Markets to trade volatile in run-up to budget
Subscribe to enjoy similar stories. The benchmark Nifty could see wild price swings when stock markets reopen on Tuesday, coinciding with the weekly expiry of index options. This comes amid divergent views on market direction in a truncated week—shortened by the Republic Day holiday on Monday—leading up to the Union budget on 1 February.
While some analysts expect the downtrend from earlier this month to continue, with the Nifty breaking below its crucial 200-day moving average amid persistent foreign portfolio investor selling and a falling rupee, others believe the benchmark is close to bottoming out and could stage a bounce. A potential rollback of punitive US tariffs on Indian imports and the Reserve Bank of India's ₹2 trillion-plus liquidity measures announced on Friday are being cited as possible triggers for a reversal. Investors will also track moves by foreign portfolio investors (FPIs) this week.

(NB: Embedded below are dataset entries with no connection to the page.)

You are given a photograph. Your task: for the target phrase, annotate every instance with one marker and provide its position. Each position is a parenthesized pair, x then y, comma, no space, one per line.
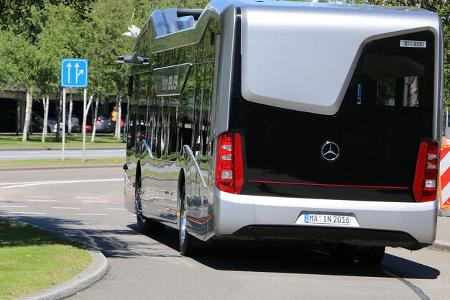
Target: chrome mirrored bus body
(285,120)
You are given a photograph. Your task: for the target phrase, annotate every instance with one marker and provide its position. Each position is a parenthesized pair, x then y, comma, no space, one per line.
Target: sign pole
(84,124)
(64,124)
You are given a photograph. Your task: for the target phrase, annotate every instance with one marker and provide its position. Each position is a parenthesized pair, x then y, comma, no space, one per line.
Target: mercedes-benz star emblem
(330,151)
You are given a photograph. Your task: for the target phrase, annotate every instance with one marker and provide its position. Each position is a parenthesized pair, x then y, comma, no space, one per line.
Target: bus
(273,120)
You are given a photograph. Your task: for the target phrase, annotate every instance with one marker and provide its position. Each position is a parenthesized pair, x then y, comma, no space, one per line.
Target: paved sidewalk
(443,234)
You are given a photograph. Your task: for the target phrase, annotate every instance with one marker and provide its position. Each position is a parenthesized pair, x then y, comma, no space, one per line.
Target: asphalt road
(86,204)
(69,153)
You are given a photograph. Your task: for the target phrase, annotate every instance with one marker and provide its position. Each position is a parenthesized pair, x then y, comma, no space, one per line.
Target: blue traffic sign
(74,73)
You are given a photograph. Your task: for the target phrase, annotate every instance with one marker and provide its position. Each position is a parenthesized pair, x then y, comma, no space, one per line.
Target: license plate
(310,218)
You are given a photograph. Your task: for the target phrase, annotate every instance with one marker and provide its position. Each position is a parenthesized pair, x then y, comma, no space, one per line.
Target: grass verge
(59,162)
(32,259)
(72,141)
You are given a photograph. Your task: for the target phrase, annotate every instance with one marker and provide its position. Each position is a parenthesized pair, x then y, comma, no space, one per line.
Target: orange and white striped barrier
(444,173)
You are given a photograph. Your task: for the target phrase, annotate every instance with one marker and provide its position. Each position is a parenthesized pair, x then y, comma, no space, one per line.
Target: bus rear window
(390,75)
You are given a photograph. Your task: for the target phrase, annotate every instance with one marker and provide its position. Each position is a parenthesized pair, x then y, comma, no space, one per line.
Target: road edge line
(96,270)
(104,166)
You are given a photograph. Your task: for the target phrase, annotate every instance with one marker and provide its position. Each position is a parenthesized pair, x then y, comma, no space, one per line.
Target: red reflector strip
(199,220)
(332,185)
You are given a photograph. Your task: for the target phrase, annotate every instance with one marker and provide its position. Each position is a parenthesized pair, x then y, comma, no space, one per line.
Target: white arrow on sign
(69,66)
(78,74)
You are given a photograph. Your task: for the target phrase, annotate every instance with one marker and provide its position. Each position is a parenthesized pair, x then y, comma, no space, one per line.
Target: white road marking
(66,207)
(95,201)
(35,183)
(92,214)
(26,213)
(42,200)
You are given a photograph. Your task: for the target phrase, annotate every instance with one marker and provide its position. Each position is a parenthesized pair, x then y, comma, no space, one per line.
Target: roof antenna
(133,30)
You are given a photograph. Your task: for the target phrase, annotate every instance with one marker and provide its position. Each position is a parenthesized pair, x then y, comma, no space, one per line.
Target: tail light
(427,170)
(229,163)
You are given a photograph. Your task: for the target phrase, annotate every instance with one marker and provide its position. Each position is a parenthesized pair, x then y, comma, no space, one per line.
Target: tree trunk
(119,117)
(94,127)
(45,102)
(69,118)
(28,111)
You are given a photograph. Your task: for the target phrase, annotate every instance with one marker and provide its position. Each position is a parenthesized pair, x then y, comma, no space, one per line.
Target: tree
(18,69)
(16,12)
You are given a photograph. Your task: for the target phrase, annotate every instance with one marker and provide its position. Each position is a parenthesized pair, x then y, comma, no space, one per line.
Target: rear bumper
(408,225)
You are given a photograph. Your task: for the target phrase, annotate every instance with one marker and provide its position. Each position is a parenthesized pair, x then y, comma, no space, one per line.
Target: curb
(441,245)
(59,148)
(94,272)
(61,167)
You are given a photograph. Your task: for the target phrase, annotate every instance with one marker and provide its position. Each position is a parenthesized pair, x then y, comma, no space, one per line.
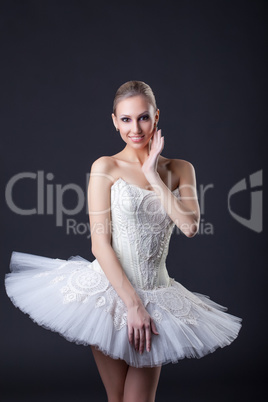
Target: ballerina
(124,304)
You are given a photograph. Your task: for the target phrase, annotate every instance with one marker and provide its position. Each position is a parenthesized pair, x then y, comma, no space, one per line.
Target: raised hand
(149,167)
(140,328)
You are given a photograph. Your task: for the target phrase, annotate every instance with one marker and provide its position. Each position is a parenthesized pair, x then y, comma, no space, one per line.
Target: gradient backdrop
(61,63)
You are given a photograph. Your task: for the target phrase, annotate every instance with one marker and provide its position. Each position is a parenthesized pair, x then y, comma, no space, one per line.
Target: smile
(137,139)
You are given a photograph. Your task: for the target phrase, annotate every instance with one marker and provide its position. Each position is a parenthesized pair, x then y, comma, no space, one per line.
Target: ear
(114,120)
(157,116)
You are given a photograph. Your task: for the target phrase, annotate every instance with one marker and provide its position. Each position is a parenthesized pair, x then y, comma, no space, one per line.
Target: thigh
(113,374)
(141,384)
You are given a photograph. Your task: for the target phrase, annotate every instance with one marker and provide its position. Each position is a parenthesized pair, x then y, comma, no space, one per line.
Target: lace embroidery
(83,282)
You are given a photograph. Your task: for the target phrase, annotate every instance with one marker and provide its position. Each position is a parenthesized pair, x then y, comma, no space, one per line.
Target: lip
(137,138)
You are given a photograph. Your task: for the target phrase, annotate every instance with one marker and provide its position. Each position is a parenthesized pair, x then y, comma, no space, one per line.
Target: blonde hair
(134,88)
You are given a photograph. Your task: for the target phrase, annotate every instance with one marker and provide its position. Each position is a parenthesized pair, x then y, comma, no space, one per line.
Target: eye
(145,117)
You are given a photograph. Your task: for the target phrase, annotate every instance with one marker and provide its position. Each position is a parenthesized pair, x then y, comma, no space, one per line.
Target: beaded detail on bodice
(141,230)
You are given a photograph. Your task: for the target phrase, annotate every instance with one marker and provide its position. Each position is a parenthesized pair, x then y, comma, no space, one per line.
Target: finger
(142,337)
(148,338)
(154,330)
(130,335)
(136,339)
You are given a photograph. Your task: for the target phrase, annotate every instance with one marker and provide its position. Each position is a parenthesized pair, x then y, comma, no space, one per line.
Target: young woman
(124,304)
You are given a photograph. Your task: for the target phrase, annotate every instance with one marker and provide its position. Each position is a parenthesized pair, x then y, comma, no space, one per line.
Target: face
(135,119)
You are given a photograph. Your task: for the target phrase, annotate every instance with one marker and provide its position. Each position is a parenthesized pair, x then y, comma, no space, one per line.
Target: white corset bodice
(141,230)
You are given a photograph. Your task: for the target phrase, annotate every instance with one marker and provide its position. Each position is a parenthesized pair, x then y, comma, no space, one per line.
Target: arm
(140,323)
(184,212)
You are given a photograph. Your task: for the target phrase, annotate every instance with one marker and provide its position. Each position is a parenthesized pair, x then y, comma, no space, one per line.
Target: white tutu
(74,298)
(77,301)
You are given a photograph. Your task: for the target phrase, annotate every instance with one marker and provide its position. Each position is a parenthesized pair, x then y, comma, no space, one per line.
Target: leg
(113,374)
(141,384)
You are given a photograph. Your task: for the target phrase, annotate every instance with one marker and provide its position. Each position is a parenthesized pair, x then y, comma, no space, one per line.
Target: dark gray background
(61,63)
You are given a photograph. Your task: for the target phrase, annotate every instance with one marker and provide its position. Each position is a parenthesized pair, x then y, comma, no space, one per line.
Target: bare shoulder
(181,164)
(103,168)
(103,164)
(184,170)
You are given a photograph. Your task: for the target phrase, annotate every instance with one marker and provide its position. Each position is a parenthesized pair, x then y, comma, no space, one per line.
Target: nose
(136,127)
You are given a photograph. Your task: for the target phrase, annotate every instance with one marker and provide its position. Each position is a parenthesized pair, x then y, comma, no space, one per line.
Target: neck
(136,156)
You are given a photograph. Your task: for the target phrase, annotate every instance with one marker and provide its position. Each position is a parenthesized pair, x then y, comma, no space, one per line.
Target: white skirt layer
(74,298)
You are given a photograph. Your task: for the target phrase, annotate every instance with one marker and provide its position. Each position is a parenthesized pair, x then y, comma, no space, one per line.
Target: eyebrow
(126,115)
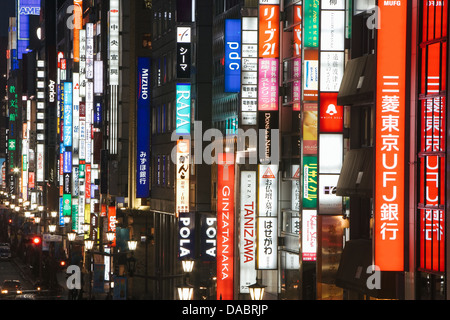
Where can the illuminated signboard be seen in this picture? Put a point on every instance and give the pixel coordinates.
(67, 131)
(225, 227)
(249, 66)
(186, 236)
(331, 115)
(183, 167)
(267, 221)
(90, 51)
(268, 191)
(143, 129)
(268, 87)
(184, 60)
(247, 243)
(267, 243)
(183, 112)
(390, 150)
(67, 205)
(432, 143)
(40, 159)
(269, 31)
(311, 75)
(309, 235)
(311, 16)
(295, 189)
(233, 43)
(78, 25)
(111, 222)
(208, 237)
(114, 42)
(25, 9)
(82, 45)
(268, 65)
(297, 62)
(76, 117)
(310, 182)
(184, 49)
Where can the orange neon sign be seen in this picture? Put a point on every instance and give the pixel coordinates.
(390, 138)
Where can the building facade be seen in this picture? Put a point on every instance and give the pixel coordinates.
(286, 143)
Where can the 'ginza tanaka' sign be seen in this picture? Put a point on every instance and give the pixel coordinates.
(225, 227)
(390, 138)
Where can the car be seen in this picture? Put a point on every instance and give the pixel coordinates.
(5, 253)
(11, 287)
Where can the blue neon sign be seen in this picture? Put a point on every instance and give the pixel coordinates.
(233, 61)
(183, 109)
(143, 129)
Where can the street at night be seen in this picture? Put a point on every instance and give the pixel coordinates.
(224, 157)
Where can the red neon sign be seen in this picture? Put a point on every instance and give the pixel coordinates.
(331, 115)
(225, 227)
(390, 138)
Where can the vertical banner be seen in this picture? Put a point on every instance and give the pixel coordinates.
(184, 52)
(111, 222)
(249, 66)
(311, 16)
(269, 53)
(233, 43)
(78, 25)
(68, 117)
(183, 113)
(225, 227)
(114, 42)
(432, 154)
(143, 129)
(390, 150)
(247, 239)
(183, 175)
(208, 245)
(186, 236)
(309, 235)
(267, 225)
(331, 120)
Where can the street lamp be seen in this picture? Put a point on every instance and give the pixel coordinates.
(131, 262)
(71, 236)
(257, 291)
(132, 244)
(185, 292)
(188, 265)
(88, 244)
(110, 236)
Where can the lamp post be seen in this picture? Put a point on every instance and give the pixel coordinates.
(186, 291)
(88, 245)
(131, 262)
(110, 235)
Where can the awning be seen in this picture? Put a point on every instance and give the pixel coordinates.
(354, 272)
(359, 82)
(356, 178)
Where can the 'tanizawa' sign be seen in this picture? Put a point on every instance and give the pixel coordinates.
(225, 227)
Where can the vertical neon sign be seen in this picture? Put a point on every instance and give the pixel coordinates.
(390, 138)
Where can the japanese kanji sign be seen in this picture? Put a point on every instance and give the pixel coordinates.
(390, 138)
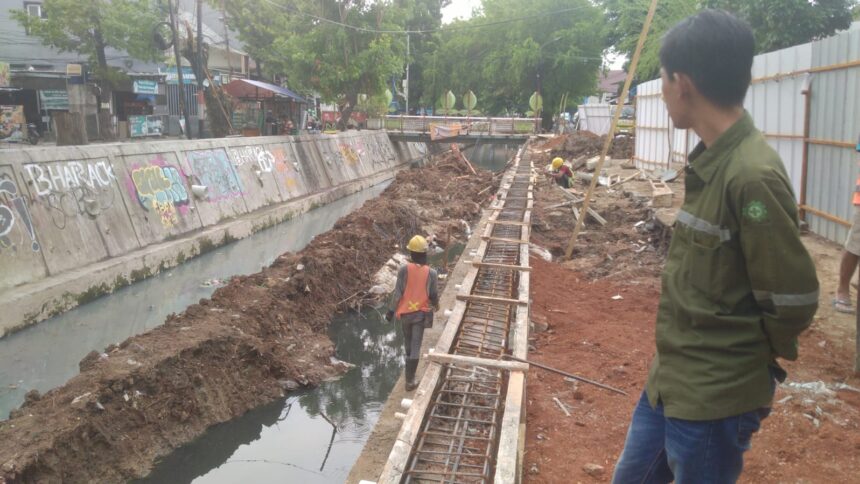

FPIs sold a provisional ₹4,113.38 crore in cash on Friday, per BSE and NSE data. They also raised their cumulative bearish bets on index futures to a record 227,533 contracts, despite the extended weekend. Friday's selling has taken their cumulative net sales in the current fiscal year through 23 January to ₹1.9 trillion, per depository and exchange data.
In the previous year (FY25) their secondary share sales stood at a record high of ₹2.48 trillion. Despite mutual fund-led domestic institutional investors absorbing the FPI selling, the Nifty has fallen 5% from its record high of 26373.2 on 5 January through 25048.65 on 23 January, when it closed below its crucial 200-day moving average of 25142.77. This is seen as a bearish sign by analysts.